Plotting Co-Occurrence Word Embeddings

Here, we will be using the Reuters (business and financial news) corpus. If you haven't run the import cell at the top of this page, please run it now (click it and press SHIFT-RETURN). The corpus consists of 10,788 news documents totaling 1.3 million words. These documents span 90 categories and are split into train and test. For more details, please see https://www.nltk.org/book/ch02.html. We provide a read_corpus function below that pulls out only articles from the "gold" (i.e. news articles about gold, mining, etc.) category. The function also adds <START> and <END> tokens to each of the documents, and lowercases words. You do not have to perform any other kind of pre-processing.

In [10]:

def read_corpus(category="gold"):
    """ Read files from the specified Reuter's category.
        Params:
            category (string): category name
        Return:
            list of lists, with words from each of the processed files
    """
    files = reuters.fileids(category)
    return [[START_TOKEN] + [w.lower() for w in list(reuters.words(f))] + [END_TOKEN] for f in files]

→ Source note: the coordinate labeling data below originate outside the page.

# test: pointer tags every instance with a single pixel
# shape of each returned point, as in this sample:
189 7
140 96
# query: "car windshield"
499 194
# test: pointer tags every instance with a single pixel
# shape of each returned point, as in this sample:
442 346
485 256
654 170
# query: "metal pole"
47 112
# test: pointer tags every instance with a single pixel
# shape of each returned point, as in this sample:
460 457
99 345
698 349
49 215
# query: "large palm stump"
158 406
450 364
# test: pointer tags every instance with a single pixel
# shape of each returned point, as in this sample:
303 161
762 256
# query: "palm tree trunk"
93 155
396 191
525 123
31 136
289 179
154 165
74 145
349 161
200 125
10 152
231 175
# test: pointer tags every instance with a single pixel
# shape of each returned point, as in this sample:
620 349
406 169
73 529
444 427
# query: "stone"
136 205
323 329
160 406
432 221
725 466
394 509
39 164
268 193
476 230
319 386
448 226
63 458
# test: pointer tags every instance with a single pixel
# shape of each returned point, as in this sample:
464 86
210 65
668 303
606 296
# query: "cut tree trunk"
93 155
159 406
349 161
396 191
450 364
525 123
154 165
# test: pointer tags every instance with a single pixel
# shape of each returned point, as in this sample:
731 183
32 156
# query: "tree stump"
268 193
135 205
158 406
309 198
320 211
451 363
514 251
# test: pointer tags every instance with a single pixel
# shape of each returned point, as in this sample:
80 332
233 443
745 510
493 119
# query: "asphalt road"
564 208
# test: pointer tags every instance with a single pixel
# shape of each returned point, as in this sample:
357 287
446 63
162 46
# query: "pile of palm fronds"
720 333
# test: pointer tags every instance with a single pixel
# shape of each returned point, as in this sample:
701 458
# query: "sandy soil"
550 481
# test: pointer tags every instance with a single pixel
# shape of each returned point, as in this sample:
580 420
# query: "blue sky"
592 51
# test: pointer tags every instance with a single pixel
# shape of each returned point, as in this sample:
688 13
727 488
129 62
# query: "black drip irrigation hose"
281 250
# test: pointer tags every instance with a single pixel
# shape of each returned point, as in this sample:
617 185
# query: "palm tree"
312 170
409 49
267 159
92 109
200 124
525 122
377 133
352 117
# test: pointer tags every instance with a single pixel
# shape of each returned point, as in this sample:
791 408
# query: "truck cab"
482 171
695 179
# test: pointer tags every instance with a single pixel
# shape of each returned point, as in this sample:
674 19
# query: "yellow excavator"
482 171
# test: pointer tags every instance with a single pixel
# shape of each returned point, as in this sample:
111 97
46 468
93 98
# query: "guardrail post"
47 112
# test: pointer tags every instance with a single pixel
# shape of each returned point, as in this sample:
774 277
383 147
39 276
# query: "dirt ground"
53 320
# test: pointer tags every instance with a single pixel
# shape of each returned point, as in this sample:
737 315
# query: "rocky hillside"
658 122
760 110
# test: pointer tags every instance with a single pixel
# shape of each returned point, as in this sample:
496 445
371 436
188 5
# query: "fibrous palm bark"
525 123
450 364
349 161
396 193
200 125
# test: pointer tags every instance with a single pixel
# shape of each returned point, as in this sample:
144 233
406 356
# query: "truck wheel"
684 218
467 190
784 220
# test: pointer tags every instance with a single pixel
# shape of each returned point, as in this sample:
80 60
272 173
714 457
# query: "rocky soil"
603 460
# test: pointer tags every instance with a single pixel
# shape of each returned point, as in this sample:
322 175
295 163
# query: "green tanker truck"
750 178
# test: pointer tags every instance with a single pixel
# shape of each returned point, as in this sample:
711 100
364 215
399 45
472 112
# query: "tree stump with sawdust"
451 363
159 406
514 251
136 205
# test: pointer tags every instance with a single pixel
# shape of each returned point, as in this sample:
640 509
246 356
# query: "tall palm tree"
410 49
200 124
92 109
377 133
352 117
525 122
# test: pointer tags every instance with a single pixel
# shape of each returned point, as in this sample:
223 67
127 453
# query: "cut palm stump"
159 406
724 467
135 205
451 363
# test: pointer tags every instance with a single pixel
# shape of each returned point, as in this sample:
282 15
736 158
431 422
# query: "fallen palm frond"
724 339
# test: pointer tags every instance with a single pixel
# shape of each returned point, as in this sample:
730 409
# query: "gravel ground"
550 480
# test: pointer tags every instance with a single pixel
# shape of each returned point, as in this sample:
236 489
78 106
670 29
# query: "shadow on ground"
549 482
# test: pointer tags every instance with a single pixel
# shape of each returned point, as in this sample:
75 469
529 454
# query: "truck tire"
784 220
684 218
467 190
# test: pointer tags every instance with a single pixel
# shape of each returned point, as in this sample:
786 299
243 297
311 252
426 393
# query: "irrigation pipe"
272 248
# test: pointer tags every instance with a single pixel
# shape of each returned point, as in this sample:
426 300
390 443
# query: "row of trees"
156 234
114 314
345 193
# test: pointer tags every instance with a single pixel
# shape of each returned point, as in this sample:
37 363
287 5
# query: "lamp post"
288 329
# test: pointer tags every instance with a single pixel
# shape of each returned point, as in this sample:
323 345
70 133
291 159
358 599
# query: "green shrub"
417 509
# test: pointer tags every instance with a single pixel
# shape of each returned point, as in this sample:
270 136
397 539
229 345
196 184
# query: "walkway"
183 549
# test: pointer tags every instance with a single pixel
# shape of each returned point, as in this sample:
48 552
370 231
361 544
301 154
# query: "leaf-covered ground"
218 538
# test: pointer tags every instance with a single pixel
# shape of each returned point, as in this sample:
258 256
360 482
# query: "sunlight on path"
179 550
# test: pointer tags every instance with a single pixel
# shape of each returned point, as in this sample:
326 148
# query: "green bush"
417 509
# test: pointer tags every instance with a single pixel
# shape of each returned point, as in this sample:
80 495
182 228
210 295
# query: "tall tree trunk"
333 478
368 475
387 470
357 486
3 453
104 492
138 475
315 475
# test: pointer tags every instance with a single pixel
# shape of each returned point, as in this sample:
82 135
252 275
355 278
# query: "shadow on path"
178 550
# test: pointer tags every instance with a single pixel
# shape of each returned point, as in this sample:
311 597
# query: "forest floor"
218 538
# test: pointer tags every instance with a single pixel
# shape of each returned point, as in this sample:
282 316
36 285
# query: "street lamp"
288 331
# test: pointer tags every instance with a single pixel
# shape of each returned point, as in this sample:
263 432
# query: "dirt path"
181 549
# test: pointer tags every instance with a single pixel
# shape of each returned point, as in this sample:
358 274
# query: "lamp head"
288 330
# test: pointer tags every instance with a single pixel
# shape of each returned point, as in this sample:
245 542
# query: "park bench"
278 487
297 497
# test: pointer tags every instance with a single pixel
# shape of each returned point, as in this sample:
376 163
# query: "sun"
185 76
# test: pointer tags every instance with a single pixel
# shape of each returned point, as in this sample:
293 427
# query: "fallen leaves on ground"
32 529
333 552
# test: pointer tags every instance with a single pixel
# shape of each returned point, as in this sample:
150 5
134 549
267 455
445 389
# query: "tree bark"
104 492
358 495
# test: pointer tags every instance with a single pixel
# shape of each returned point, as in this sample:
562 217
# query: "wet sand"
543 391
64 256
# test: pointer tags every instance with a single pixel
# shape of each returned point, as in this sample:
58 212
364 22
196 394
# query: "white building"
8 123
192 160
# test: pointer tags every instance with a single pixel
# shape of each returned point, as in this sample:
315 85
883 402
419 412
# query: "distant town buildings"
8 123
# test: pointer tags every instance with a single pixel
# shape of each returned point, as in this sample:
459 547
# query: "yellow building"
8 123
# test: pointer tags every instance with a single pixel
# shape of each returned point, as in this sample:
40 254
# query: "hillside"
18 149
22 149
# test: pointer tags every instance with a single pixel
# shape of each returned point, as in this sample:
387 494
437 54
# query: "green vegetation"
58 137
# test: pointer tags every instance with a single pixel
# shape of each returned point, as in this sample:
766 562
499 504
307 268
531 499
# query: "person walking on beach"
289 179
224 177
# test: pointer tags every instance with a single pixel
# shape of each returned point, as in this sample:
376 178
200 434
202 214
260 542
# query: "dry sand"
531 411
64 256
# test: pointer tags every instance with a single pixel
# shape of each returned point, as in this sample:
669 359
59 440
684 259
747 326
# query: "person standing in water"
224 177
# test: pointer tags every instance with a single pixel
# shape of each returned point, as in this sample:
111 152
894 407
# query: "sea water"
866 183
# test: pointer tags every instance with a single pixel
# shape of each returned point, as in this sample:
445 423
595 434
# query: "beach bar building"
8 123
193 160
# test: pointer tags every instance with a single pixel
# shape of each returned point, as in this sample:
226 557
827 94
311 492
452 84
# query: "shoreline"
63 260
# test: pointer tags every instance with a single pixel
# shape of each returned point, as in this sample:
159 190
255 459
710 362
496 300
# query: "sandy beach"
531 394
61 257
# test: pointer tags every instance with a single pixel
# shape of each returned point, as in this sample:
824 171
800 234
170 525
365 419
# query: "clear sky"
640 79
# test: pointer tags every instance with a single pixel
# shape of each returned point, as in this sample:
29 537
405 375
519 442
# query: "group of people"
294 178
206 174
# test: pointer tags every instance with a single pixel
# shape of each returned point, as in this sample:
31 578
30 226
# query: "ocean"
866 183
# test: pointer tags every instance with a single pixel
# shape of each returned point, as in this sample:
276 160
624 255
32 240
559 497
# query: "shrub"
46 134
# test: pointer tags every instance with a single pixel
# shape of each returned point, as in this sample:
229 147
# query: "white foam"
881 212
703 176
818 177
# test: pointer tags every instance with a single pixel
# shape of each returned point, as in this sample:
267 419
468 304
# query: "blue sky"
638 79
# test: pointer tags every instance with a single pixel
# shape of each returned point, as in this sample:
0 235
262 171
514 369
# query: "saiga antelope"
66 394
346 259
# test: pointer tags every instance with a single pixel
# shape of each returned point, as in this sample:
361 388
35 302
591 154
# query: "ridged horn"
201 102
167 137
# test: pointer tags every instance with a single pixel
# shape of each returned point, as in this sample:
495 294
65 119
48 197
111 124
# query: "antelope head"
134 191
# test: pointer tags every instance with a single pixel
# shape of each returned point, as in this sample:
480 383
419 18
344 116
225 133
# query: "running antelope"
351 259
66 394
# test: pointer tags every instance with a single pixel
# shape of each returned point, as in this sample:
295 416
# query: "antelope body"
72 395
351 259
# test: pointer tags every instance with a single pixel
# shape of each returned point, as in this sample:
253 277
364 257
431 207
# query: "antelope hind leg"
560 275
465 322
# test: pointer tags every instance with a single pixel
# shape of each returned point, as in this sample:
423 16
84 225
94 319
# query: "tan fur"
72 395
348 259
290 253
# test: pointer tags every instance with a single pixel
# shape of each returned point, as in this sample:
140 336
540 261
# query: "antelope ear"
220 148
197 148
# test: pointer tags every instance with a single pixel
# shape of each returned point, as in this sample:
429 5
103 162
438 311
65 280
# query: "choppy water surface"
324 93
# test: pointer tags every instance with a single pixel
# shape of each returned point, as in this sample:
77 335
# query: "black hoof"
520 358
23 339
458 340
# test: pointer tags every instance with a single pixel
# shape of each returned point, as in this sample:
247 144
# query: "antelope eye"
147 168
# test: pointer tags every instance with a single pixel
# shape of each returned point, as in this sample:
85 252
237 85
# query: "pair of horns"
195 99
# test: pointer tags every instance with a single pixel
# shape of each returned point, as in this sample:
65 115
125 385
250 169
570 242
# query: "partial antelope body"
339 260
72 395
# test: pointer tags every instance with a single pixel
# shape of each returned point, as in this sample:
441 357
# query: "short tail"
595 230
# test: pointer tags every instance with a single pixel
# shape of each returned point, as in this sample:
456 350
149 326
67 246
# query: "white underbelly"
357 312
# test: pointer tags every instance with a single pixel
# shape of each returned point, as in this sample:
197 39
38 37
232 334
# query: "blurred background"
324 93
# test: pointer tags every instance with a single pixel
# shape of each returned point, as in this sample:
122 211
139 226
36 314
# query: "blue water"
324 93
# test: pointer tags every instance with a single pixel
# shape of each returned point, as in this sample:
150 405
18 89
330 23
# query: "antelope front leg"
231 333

Let's have a look what these documents are like….

In [12]:

reuters_corpus = read_corpus()
pprint.pprint(reuters_corpus[:3], compact=True, width=100)
#print(len(reuters_corpus))

Out[12]:

[['<START>', 'western', 'mining', 'to', 'open', 'new', 'gold', 'mine', 'in', 'australia', 'western',
  'mining', 'corp', 'holdings', 'ltd', '&', 'lt', ';', 'wmng', '.', 's', '>', '(', 'wmc', ')',
  'said', 'it', 'will', 'establish', 'a', 'new', 'joint', 'venture', 'gold', 'mine', 'in', 'the',
  'northern', 'territory', 'at', 'a', 'cost', 'of', 'about', '21', 'mln', 'dlrs', '.', 'the',
  'mine', ',', 'to', 'be', 'known', 'as', 'the', 'goodall', 'project', ',', 'will', 'be', 'owned',
  '60', 'pct', 'by', 'wmc', 'and', '40', 'pct', 'by', 'a', 'local', 'w', '.', 'r', '.', 'grace',
  'and', 'co', '&', 'lt', ';', 'gra', '>', 'unit', '.', 'it', 'is', 'located', '30', 'kms', 'east',
  'of', 'the', 'adelaide', 'river', 'at', 'mt', '.', 'bundey', ',', 'wmc', 'said', 'in', 'a',
  'statement', 'it', 'said', 'the', 'open', '-', 'pit', 'mine', ',', 'with', 'a', 'conventional',
  'leach', 'treatment', 'plant', ',', 'is', 'expected', 'to', 'produce', 'about', '50', ',', '000',
  'ounces', 'of', 'gold', 'in', 'its', 'first', 'year', 'of', 'production', 'from', 'mid', '-',
  '1988', '.', 'annual', 'ore', 'capacity', 'will', 'be', 'about', '750', ',', '000', 'tonnes', '.',
  '<END>'],
 ['<START>', 'belgium', 'to', 'issue', 'gold', 'warrants', ',', 'sources', 'say', 'belgium',
  'plans', 'to', 'issue', 'swiss', 'franc', 'warrants', 'to', 'buy', 'gold', ',', 'with', 'credit',
  'suisse', 'as', 'lead', 'manager', ',', 'market', 'sources', 'said', '.', 'no', 'confirmation',
  'or', 'further', 'details', 'were', 'immediately', 'available', '.', '<END>'],
 ['<START>', 'belgium', 'launches', 'bonds', 'with', 'gold', 'warrants', 'the', 'kingdom', 'of',
  'belgium', 'is', 'launching', '100', 'mln', 'swiss', 'francs', 'of', 'seven', 'year', 'notes',
  'with', 'warrants', 'attached', 'to', 'buy', 'gold', ',', 'lead', 'mananger', 'credit', 'suisse',
  'said', '.', 'the', 'notes', 'themselves', 'have', 'a', '3', '-', '3', '/', '8', 'pct', 'coupon',
  'and', 'are', 'priced', 'at', 'par', '.', 'payment', 'is', 'due', 'april', '30', ',', '1987',
  'and', 'final', 'maturity', 'april', '30', ',', '1994', '.', 'each', '50', ',', '000', 'franc',
  'note', 'carries', '15', 'warrants', '.', 'two', 'warrants', 'are', 'required', 'to', 'allow',
  'the', 'holder', 'to', 'buy', '100', 'grammes', 'of', 'gold', 'at', 'a', 'price', 'of', '2', ',',
  '450', 'francs', ',', 'during', 'the', 'entire', 'life', 'of', 'the', 'bond', '.', 'the',
  'latest', 'gold', 'price', 'in', 'zurich', 'was', '2', ',', '045', '/', '2', ',', '070', 'francs',
  'per', '100', 'grammes', '.', '<END>']]
124

Question 1.1: Implement `distinct_words` [code] (2 points)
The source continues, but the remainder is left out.